If the committee leaned into current form, WSU had a strong argument. Few teams on the bubble had played better down the stretch. Few teams had a more convincing turnaround from February to May. Few teams could point to a young roster that had visibly sharpened as the season went on.
But if the committee leaned into the whole resume, WSU’s slow start became difficult to overcome. The Shockers opened the season with 14 newcomers and started 11-10. At the time, it looked like the natural growing pains of a rebuilt team trying to figure out its identity.
That’s what made Friday’s loss at East Carolina so costly.
WSU did not need to win the American tournament to make a case. But beating East Carolina would have given the Shockers another top-100 road win, pushed them into the championship game against South Florida and allowed them one more stage to show the committee their late-season surge was real.
Instead, the argument took a final hit.
It was a cruel ending because WSU’s season, viewed in full, was a success.
This was a team picked third in the American that had to remake its lineup, rotation and clubhouse after significant offseason turnover. By the end of the spring, the Shockers had won a share of another conference championship, developed one of the league’s most explosive young cores and restored the feeling that WSU softball should be in the annual postseason conversation.
Freshman Kinzey Woody became the first player in American history to win Player of the Year and Freshman of the Year in the same season. Sophomore Ausha Moore, in her first season at WSU after transferring from North Texas, mashed 23 home runs, third-most in program history. Sophomore Ryley Nihart again emerged as the ace of the pitching staff.
Second-team all-conference picks Trinity Allen, a junior, and Kammie Smith, a freshman, can return. Woody, Smith and Mackenzie Rooney all earned starting roles as freshmen. Moore, Gabby Scott and Aeryn Shuman are sophomores who can return to the lineup.
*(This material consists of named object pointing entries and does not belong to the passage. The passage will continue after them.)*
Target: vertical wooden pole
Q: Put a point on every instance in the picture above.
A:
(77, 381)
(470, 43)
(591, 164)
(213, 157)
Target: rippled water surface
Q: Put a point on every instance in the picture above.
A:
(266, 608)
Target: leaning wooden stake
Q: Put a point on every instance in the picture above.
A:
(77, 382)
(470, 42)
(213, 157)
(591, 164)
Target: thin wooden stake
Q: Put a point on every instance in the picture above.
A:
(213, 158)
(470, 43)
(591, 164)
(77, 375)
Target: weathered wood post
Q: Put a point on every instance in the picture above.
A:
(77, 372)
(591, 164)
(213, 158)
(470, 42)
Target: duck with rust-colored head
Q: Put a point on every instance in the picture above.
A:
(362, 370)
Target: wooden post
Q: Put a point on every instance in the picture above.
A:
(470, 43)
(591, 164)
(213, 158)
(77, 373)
In the circle, WSU could bring back its top two innings leaders in Nihart and sophomore Ava Sliger.
The Shockers are slated to lose only three regular starters to graduation: outfielders Jodie Epperson and Johnna Schroeder, and shortstop Chloe Rhine. Spot starter Jade Sanders is also set to graduate from the pitching staff.
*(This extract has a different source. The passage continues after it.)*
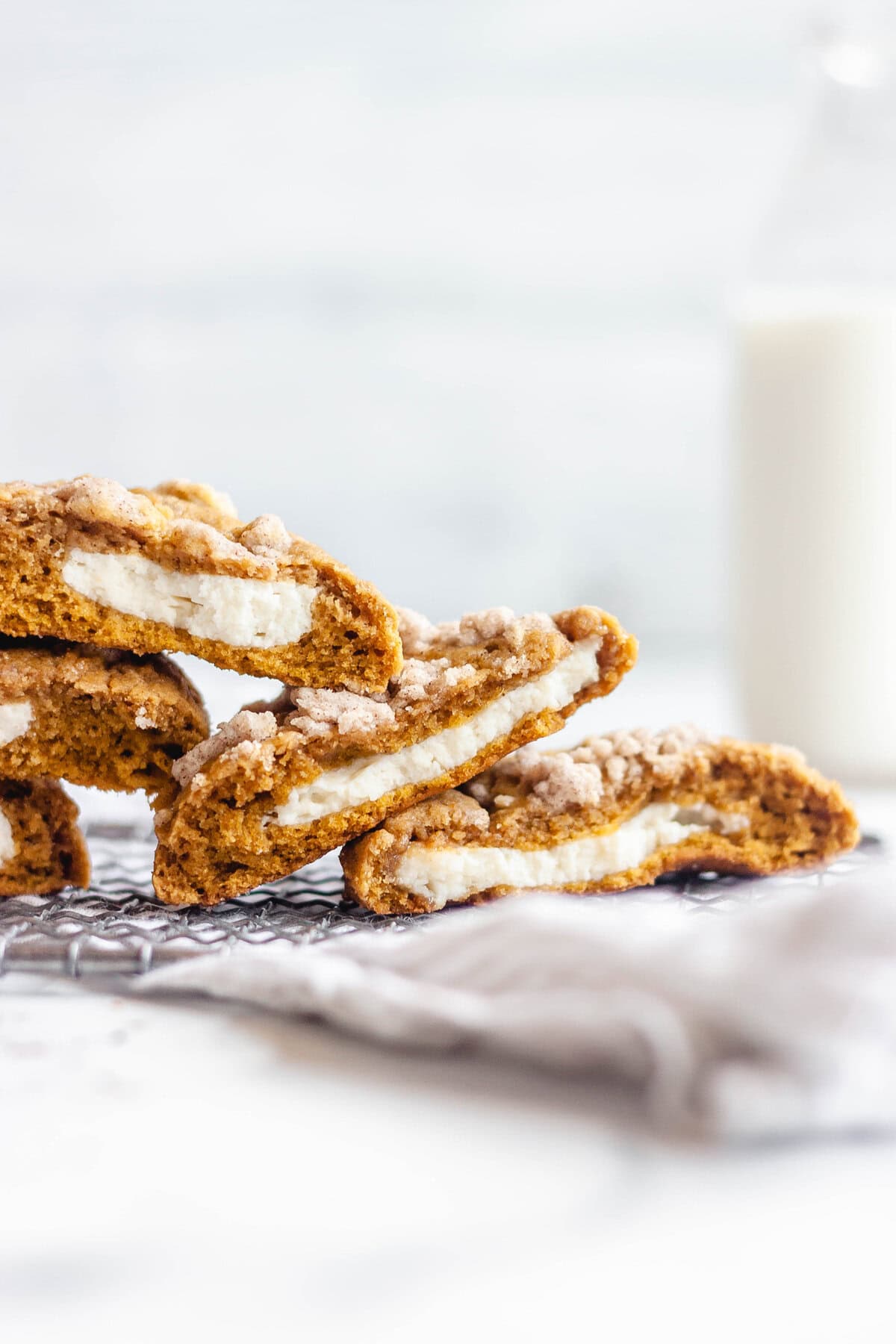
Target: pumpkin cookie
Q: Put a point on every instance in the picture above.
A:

That gives coach Kristi Bredbenner the framework of a team that should contend again next season.
Of course, in the current college sports landscape, nothing about roster retention can be treated as automatic. The transfer portal has made continuity more fragile than ever and softball is not immune from that reality. Keeping a young core intact may be every bit as important as adding to it.
But if the Shockers can bring back the heart of this group, Sunday night may ultimately be remembered less as a closing chapter and more as a step in the climb back.
The standard at WSU is no longer simply winning 30-plus games or contending in the American. Bredbenner built a program that went to NCAA Regionals in 2016, 2018, 2021, 2022 and 2023.
That is the bar the Shockers are still chasing.